By the time the Jedi called him home and forced him to choose between love and duty, his youthful callowness had faded. He could see that neither he nor Satine could deny their larger responsibilities, and to throw away a lifetime of training for love would only lead to bitterness on one side or the other. He told himself that he left her because he loved her; he left her so that she might rule Mandalore without distraction.
Years later, once he had grown older and wiser, Obi-Wan finally admitted that he had actually left Satine for selfish reasons. He had not swallowed his pride, he had been too afraid of her rejection, and he had not wanted to give up his Jedi training. He had learned too late that a frank conversation might have spared them both years of heartbreak.
When their paths crossed during the clone wars he was surprised at his own calm; despite years of diplomacy and an arsenal of battle-hardened nerves, he had feared looking into her eyes. After leaving Satine on Mandalore, Kenobi had learned to shield his heart, using the Jedi Code as an excuse to keep everyone around him at arm’s length. Even so, Jedi or not, the heart cannot be repressed without also making it cold and rigid. Obi-Wan Kenobi’s austerity was learned--a matter of self-preservation--but the moment he was once again in Satine Kryze’s presence, he felt his rigidity begin to falter.
It didn’t take long before he realized he was still willing to die for her. Now that he was a Jedi Master he could never hold her hand nor kiss her nor offer her his cloak, but he would protect her even if it meant his own death. He believed he could serve the Duchess of Mandalore without risking his heart.
However, despite what he thought, once again the Force would not be denied. The two were drawn together over and over until their shared history preyed on both their hearts.
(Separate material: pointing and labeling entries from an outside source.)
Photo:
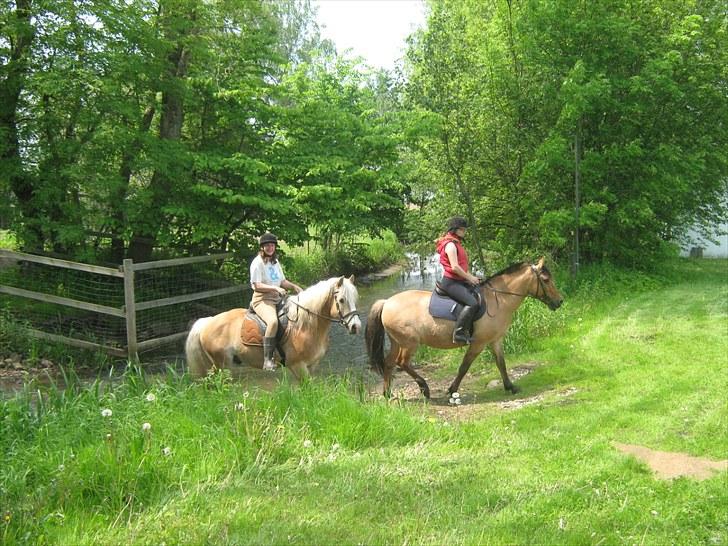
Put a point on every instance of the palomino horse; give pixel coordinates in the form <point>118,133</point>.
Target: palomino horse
<point>215,342</point>
<point>406,319</point>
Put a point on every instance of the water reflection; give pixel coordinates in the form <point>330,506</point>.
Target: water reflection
<point>347,352</point>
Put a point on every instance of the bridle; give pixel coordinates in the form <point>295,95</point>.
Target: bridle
<point>342,319</point>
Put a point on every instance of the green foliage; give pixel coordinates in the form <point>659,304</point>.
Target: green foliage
<point>512,83</point>
<point>310,264</point>
<point>324,462</point>
<point>193,127</point>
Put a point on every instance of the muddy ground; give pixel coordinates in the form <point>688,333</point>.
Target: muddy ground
<point>15,372</point>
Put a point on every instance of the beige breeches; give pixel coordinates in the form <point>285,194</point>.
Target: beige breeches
<point>267,311</point>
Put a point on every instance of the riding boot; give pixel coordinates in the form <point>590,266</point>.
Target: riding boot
<point>461,334</point>
<point>269,347</point>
They cracked in the same moment, each needing absolution for their youthful mistakes, each needing acknowledgment that their affections were requited.
They met in secret as often as they could, which was not often at all. Years later, in his exile on Tatooine, when Obi-Wan thought of Satine it was nearly always this version of her. Regal and lovely in her strength; as sharp and bullheaded as she was diplomatic and generous; Kenobi loved her more than ever. He could never leave the Jedi for her just as she could never give up Mandalore for him. But in their stolen moments they knew happiness that their youthful selves could never have appreciated. The small details stuck with Kenobi over the decades, such as his fingertips brushing across her cheek, the curve of her lips when she smiled, her quiet snores as her head rested on his chest while they lay in her bed. The tiny, silent moments were the most heavenly.
The cruelty of impermanence is inescapable, and though the Jedi and his Duchess deserved better, their time together was cut short when Satine was murdered, used as a pawn in an attempt to destroy Obi-Wan. When she died, a piece of him went with her. Kenobi was never the same; there was a reluctance in his smile and his eyes seemed tired. He wore the Duchess’s pendant around his neck, hidden beneath his tunic, for the rest of his life.
A few years after Kenobi’s death on the Death Star, Luke Skywalker returned to the old man’s home on Tatooine looking for relics that could help him learn about the Force. He found a wooden chest filled with Obi-Wan’s journals. In the bottom of this carved box, wrapped in a silk scarf, Skywalker found a kyber crystal, a Mandalorian crest, and a set of gold rings. The young man could sense that the items had been sacred to Kenobi so he carefully wrapped them up again and brought them back to the Rebel fleet where he could protect them. Anything that was sacred to Obi-Wan Kenobi was sacred to Luke. As Skywalker’s power grew, the chest became a sort of shrine where the young man kept Jedi artifacts and ancient texts. Luke ensured that Obi-Wan Kenobi’s memoirs and few prized possessions where safe and constantly surrounded by the light side of the Force.